— Разве не так? — удивляются. — Ну, вызволяйте, делайте, как надо, вам виднее...
Мы отговариваемся, — мы, мол, не ораторы, — а делать надо. Ребята толкают меня: начинай, мол, ты. Встал я — а какой я оратор? На десятом слове сбился — и назад. За мною Крохмаль выступил, нагремел, а толку опять никакого. И Сердюку не повезло Выручил было нас Гущин, да тут же и сел в лужу: пока говорил о ремонте, его слушали, а как начал призывать, — всем, мол, надо браться, нечего о своей шкуре думать, — его одернули.
— Не звони, — кричат, — зажигалочник несчастный!
— Ишь, святой выискался!
— Умылся бы раньше, чем учить!
Будь Гущин расторопным да имей совесть луженую, так это, конечно, чепуха, — можно всех перекричать и сухим из воды выйти. А Гущин вину свою сознавал, покраснел и сбился. И вышла из наших субботних бесед загогулина: ни в рот, ни в карман не лезет.
В следующую субботу было еще хуже. Мук мы приняли с этим горы и стали думать, как бы разговоры скачать с шеи. Выход нашел слесарь из нашей бригады, Чугаев.
Немолодой уже, старательный, скромница — косо и не глянет. Мы знали за ним только два грешка: ездил на курсы учиться и сбежал оттуда — один, а другой — уж очень любил стихи о заводе. Сдается, на все случаи нашей жизни знал стихи. Заговорим о заводе, он сейчас же заведет:
Выходило, будто стих о нашем заводе составлен. Только и разницы, что не полгода молчал он. Помянешь о каком-нибудь несчастье — опять стих. Мальчишка наш пробежит — стих. О машинах — стих, о плавке — стих.
Иные считали Чугаева чудным, но это чепуха. Осрамились мы однажды в клубе, он и говорит:
— Это, ребята, не так надо делать.
— А как?
— Давайте, — говорит, — всей бригадой соберемся на совет.
— Мало тебе собраний? — удивляются. — И так всегда в сборе.
— Это, — говорит, — не то: мне толком надо поговорить с вами.
— Ну, говори!
— Э, нет, — смеется, — на работе я не стану про это говорить.
— Про что про это?
— Соберетесь, вот и узнаете, — подзадоривает нас Чугаев.
Мы ворчим, а он все вокруг да около ходит и разжигает нас.

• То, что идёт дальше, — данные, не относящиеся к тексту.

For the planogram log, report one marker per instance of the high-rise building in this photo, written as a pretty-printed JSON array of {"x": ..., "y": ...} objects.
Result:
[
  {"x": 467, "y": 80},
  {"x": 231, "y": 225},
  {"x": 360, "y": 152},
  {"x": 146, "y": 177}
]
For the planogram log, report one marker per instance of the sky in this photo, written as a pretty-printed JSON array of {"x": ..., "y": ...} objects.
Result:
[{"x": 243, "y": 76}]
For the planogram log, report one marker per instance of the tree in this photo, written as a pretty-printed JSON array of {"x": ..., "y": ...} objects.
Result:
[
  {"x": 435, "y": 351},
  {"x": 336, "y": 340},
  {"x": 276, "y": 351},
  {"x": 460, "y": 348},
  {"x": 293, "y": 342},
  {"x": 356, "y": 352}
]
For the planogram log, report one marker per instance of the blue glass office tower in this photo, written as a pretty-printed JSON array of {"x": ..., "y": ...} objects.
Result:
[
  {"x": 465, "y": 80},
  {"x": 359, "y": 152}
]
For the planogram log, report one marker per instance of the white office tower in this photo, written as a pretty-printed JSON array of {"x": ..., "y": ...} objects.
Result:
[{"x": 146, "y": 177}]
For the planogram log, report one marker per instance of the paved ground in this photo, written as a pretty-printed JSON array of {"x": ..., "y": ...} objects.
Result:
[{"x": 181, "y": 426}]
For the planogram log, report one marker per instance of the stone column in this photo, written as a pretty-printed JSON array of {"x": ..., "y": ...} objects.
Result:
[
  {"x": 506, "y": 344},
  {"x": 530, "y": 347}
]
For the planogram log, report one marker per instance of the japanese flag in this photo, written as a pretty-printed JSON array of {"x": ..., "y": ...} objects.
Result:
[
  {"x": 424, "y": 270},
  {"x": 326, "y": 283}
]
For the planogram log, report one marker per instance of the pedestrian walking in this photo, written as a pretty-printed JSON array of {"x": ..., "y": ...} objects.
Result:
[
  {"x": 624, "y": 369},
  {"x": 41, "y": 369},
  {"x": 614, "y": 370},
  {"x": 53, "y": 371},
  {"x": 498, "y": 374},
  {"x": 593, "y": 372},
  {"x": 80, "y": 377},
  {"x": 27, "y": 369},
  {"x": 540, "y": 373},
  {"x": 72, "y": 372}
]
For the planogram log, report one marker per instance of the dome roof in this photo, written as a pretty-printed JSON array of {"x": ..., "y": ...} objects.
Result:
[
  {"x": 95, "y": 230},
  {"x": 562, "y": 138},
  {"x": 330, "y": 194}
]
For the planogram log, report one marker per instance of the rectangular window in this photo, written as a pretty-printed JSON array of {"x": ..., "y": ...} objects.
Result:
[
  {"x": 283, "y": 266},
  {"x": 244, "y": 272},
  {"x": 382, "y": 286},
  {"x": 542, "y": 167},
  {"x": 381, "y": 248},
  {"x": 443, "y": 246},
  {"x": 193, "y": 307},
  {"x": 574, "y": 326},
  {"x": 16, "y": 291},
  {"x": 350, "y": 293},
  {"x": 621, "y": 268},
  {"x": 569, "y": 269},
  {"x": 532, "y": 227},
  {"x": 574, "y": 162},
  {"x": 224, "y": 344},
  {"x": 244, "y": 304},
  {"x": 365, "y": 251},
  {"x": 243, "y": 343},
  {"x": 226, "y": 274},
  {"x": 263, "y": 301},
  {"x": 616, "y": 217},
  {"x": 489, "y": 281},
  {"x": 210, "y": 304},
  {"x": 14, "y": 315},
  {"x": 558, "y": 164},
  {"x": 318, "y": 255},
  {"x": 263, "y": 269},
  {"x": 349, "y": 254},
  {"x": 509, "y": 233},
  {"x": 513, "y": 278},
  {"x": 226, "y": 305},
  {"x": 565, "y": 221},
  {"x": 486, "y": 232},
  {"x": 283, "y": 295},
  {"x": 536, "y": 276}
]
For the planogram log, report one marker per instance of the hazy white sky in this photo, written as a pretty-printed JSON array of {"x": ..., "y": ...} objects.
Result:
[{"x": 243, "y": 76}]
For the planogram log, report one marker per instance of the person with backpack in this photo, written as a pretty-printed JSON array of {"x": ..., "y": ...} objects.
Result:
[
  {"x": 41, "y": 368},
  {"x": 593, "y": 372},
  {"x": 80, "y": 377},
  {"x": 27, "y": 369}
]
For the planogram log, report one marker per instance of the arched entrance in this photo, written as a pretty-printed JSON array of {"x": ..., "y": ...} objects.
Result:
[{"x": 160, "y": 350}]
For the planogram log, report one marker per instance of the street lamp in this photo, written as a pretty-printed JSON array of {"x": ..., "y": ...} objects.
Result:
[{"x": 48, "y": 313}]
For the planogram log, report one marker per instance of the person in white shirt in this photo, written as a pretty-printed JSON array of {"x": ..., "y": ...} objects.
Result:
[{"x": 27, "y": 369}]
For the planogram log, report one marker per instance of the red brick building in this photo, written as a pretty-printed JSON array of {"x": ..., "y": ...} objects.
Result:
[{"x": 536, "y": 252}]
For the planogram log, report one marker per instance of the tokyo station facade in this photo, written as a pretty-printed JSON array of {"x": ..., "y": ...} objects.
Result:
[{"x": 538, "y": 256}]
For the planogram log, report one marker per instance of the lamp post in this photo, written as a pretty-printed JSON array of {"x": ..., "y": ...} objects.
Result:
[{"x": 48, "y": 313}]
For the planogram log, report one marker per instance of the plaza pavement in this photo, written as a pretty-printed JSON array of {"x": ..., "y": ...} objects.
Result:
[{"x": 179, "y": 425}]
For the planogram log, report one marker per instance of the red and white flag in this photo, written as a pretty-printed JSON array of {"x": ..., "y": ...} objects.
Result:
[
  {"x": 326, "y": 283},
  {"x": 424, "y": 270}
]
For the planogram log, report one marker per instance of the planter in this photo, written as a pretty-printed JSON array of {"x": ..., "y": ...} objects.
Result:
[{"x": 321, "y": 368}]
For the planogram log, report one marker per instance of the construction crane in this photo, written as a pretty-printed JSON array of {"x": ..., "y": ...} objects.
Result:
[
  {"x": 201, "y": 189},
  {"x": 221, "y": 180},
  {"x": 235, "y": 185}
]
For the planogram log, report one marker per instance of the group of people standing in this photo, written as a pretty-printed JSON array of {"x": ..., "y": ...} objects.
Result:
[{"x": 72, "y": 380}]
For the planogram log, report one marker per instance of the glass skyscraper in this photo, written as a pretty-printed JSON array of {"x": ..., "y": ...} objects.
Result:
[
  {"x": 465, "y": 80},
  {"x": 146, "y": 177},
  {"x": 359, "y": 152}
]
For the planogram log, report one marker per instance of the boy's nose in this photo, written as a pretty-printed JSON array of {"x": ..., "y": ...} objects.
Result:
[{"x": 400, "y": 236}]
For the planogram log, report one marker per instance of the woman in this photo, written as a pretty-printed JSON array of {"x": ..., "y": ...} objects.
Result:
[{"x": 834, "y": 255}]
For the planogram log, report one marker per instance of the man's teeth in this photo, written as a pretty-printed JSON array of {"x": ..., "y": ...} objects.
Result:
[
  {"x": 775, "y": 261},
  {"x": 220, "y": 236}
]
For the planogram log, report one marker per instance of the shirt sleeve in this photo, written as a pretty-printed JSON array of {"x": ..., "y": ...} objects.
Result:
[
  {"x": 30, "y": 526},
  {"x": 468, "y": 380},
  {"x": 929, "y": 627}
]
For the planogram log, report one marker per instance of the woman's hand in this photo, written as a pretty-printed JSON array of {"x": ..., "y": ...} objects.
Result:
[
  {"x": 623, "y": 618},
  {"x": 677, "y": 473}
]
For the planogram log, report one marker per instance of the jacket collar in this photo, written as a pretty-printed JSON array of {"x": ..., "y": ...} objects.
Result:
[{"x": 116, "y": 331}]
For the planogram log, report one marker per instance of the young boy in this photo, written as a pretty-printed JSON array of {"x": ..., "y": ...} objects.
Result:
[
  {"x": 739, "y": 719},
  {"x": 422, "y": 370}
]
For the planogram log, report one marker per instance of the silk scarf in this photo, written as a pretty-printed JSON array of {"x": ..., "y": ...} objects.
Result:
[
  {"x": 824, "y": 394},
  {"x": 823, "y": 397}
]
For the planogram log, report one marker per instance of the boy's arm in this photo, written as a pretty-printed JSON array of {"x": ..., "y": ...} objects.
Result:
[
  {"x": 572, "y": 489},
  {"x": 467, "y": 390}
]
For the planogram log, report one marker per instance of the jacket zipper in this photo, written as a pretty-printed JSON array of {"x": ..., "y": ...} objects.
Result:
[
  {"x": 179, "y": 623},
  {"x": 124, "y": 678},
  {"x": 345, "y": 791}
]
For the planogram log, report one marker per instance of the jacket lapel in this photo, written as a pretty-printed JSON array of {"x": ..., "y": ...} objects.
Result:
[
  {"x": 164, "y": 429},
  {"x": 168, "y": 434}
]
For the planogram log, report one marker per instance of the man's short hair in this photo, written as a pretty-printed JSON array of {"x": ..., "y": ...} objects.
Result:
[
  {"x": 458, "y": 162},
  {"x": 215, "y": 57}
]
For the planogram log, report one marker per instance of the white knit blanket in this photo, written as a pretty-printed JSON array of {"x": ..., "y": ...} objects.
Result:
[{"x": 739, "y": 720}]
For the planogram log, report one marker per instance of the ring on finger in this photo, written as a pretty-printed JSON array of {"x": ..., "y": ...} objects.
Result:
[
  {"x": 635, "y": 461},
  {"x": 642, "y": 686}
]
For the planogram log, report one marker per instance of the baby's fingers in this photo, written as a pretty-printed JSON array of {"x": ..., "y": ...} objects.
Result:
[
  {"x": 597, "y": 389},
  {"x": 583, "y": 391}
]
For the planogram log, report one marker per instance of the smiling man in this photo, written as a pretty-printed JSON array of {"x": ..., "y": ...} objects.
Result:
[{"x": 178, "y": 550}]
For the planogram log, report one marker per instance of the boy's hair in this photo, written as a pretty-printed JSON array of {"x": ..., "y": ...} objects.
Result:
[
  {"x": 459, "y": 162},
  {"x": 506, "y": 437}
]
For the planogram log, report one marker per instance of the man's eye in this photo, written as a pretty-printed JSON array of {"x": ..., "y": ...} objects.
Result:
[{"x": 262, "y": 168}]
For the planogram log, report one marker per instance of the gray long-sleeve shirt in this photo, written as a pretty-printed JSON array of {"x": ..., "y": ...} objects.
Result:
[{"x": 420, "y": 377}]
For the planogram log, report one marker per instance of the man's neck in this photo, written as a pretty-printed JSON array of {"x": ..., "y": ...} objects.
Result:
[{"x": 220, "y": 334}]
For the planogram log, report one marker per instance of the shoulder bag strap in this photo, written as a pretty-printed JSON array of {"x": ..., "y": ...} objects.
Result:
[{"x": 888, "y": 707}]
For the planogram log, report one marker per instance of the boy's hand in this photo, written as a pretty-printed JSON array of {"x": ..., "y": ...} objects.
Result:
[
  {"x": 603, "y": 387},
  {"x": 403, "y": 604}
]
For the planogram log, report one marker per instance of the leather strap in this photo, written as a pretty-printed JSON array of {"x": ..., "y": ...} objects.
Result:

Сегодня скажет слово, завтра намек кинет — и добился своего: взяло нас любопытство, собрались. Запер он дверь и огорошил нас.
— Надоели мне, — говорит, — ваши субботние волынки в клубе. Скоро люди ходить на них перестанут. Я надумал для вас вот какую штуку. Слушайте!
Вынул ворох листочков — и ну говорить по ним. И нас, и инженера, и наши разговоры, — все, словом, наши приключения описаны были на этих листочках, и не как-нибудь, а весело. Местами стихи вставлены, даже сон выдуман, как мы комиссию из центра ждем. А в конце смешные объявления составлены. Мы рты разинули: «Вот тебе, — думаем, — и тихоня!»
Дочитал Чугаев и спрашивает:
— Ну, как по-вашему?
— Хорошо, — говорим. — Давно бы тебе надо объявиться, раз ты умеешь это делать. Это лучше газеты. Читай за нас по субботам.
— Согласен, — говорит, — только вы будете помогать мне.
Разошлись мы и стали задорить всех: а какая, мол, штука в субботу в клубе будет, ахнете... А что и кто — молчим. В субботу Чугаев приоделся и выходит на сцену с листочками в руке. Глянули на него люди да в рукава «хо-хо-хо»: это, дескать, что еще за оратор выискался? Он будто не замечает ничего, голову набок да потихоньку начал, начал... Видим, люди улыбаются, иные рты раскрыли. Дальше — лучше, а как дошло дело до сна и объявлений, в зале хохот поднялся. Чугаеву пришлось повторить, его чуть не на руках носили.
Въедливым, дотошным оказался он... Вроде б и не глядит ни на что, а сам все строчит в свою книжечку. Иногда только намекнешь ему на что-нибудь, сразу и понять трудно, а он догадается. Дело свое делал он по кусочкам: напишет, повозится дома, перепишет, прочитает нам на работе, а в субботу при всем честном народе. Здорово получалось! Успевай только поворачиваться, — попадешь Чугаеву на зубок, не обрадуешься.
XII. КАНДАЛЬНИК
Втянулись мы в работу, глядим — приезжает из центра комиссия, а с нею новый управляющий, новые инженеры. Ну, пошли приветы да поклоны, а потом начались осмотры, акты, расспросы, анкеты и прочее. Без этого нельзя, а у нас в груди от досады хрустит: чего, мол, они хотят, пишут да записывают?